Agents perceive their environment purely through the sounds emitted by other agents. Each type of agent makes a unique sound whenever it moves, which makes it possible for agents to listen for sound emitted by their “prey” or their “predators”. There is no sense of direction, agents can only listen for the presence of a sound, but they won't know which direction it came from. Sound is instantly audible within a fixed radius of cells, but completely inaudible outside of it.
It might make sense to restrict the “use of language” (in other words the ability to emit sound) to just one of the three types of agents. (Another option would be to give each type of agent a distinct set of sounds.)
Since the goal is to evolve agents towards “using language”, each agent needs to have a (finite) memory of what it has heard, so that it can base its decision of how to interpret a sound on previous sounds. One option is to turn each agent into a Turing machine with a finite tape, another option would be to model an agent as a pushdown automaton with a finite tape. Since context-free languages are probably enough, a pushdown automaton seems like a good starting point.
What is the alphabet that each agent uses to push/pop to/from the stack (or write to the tape)? There seem to be a couple of options here, but maybe it's easiest to restrict the stack to “language sounds”, in other words sounds that can be emitted by the type of language-using agent.
Listening for sounds is the equivalent of observing a 0
or 1
in a regular Turing machine: An agent can listen for the bitset of all observable sounds. Assuming that there are 4 sounds (2 sounds emitted by the other types of agents when they move and 2 sounds that the language-using type of agent can choose from when moving), there are 16 possible “environment patterns” for each agent state.

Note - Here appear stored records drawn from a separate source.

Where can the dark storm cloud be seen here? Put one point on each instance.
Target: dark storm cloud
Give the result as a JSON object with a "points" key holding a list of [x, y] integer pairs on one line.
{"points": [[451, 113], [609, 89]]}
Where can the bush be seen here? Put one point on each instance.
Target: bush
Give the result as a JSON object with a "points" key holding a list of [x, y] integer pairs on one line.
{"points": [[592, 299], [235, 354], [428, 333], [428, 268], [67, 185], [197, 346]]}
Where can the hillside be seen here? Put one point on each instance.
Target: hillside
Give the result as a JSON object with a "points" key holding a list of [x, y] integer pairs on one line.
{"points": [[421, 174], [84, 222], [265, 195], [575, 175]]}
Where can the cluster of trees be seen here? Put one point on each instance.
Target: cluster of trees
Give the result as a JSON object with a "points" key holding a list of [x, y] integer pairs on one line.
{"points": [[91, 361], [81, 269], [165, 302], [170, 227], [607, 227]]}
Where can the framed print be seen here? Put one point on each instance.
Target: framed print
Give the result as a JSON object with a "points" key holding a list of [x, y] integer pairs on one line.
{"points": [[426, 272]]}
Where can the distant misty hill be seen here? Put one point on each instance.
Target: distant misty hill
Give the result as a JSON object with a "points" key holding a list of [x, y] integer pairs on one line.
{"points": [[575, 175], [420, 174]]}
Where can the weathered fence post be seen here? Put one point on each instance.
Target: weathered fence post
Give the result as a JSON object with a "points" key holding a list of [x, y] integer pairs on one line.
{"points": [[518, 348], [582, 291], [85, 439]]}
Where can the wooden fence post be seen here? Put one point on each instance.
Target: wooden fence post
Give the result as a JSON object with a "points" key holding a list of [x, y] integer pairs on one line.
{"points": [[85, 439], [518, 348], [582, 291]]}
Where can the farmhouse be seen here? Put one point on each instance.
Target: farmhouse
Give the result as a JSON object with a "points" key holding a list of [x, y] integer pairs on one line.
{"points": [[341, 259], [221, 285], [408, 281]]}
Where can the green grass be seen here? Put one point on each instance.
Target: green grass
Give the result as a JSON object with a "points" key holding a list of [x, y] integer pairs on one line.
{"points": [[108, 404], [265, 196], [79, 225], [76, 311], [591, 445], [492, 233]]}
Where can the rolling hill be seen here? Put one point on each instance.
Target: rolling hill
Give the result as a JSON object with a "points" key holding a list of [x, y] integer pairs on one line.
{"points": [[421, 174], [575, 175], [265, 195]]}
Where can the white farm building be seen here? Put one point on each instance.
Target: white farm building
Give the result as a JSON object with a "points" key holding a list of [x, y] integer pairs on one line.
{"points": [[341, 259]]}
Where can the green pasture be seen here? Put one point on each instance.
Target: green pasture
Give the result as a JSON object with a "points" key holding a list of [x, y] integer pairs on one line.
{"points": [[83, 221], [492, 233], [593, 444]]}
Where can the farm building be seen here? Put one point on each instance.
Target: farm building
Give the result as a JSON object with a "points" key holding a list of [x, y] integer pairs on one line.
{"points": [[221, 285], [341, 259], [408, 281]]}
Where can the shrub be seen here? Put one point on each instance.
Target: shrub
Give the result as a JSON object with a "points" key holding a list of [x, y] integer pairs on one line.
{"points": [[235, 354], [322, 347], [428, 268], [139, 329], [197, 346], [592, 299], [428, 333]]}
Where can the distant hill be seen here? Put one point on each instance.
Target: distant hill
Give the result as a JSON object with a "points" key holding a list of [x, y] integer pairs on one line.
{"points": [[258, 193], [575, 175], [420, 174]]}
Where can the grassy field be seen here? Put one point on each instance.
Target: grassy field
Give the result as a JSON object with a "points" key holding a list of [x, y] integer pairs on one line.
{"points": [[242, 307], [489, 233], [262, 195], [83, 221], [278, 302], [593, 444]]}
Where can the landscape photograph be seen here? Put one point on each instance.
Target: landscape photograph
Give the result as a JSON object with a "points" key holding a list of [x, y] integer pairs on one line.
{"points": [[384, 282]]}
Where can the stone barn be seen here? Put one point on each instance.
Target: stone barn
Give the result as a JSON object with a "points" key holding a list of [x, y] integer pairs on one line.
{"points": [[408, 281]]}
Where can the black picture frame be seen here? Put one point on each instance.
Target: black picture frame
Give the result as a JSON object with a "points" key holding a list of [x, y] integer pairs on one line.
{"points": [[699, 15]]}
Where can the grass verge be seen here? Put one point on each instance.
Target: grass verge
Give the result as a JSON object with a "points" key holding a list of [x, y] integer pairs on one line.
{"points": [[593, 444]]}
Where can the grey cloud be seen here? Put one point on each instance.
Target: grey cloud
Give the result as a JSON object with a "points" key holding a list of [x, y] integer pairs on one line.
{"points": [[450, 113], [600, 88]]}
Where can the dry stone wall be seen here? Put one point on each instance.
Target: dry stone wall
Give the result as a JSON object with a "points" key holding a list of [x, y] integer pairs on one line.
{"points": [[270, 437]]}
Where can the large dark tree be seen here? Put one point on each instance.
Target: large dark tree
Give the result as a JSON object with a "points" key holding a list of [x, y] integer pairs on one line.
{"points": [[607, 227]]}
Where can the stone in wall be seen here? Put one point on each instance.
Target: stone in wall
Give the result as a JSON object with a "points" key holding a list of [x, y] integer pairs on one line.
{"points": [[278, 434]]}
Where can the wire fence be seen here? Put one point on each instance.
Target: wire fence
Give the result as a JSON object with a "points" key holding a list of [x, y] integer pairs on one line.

But an agent can also decide what to do based on the top stack element, which adds a further 2 possibilities for a total of 32 “input patterns”.
Each language-using agent has a choice between 4 directions to move (2 bits), which sound to emit (1 bit), whether to pop the current sound (1 bit) and which sound to then push (1 bit). If we allow agents to have 2048 possible states (11 bits), this brings us to a total of 2 + 1 + 1 + 1 + 11 = 2 bytes to encode a state change.
A complete program for agents with 2048 states, 32 possible inputs and 2 bytes to encode a state change per input, would then have a size of about 150 kilobytes.
Since the idea is to evolve agents as quickly as possible, a headless program that simulates cells in parallel, for example using a GPU, might be an interesting idea. On the other hand, the whole exercise would be a bit pointless without some sort of viewer that could run the simulation at a slower speed, so a combination of a headless GPU compute shader and a slower viewer could be an interesting idea.
I have no idea whether this would actually result in anything interesting, probably not. At the very least it would probably require a lot of experimentation to find the right environment pressure and the right balance between ease of movement and ease of using and understanding sounds.
But I find the idea of combining (somewhat) “intelligent” agent cells and a grid-based approach interesting and haven't been able to find something similar. There are approaches that simulate individual cells or organisms, but these systems simulate evolutionary pressure at such a low level that it is unlikely that language-like processes would evolve. Instead, I'd be interested in finding a simulation that already provides the structure necessary for language to be useful and which applies evolutionary algorithms at a “higher level”, similar to how human language can evolve much more quickly than through genetic adaptation.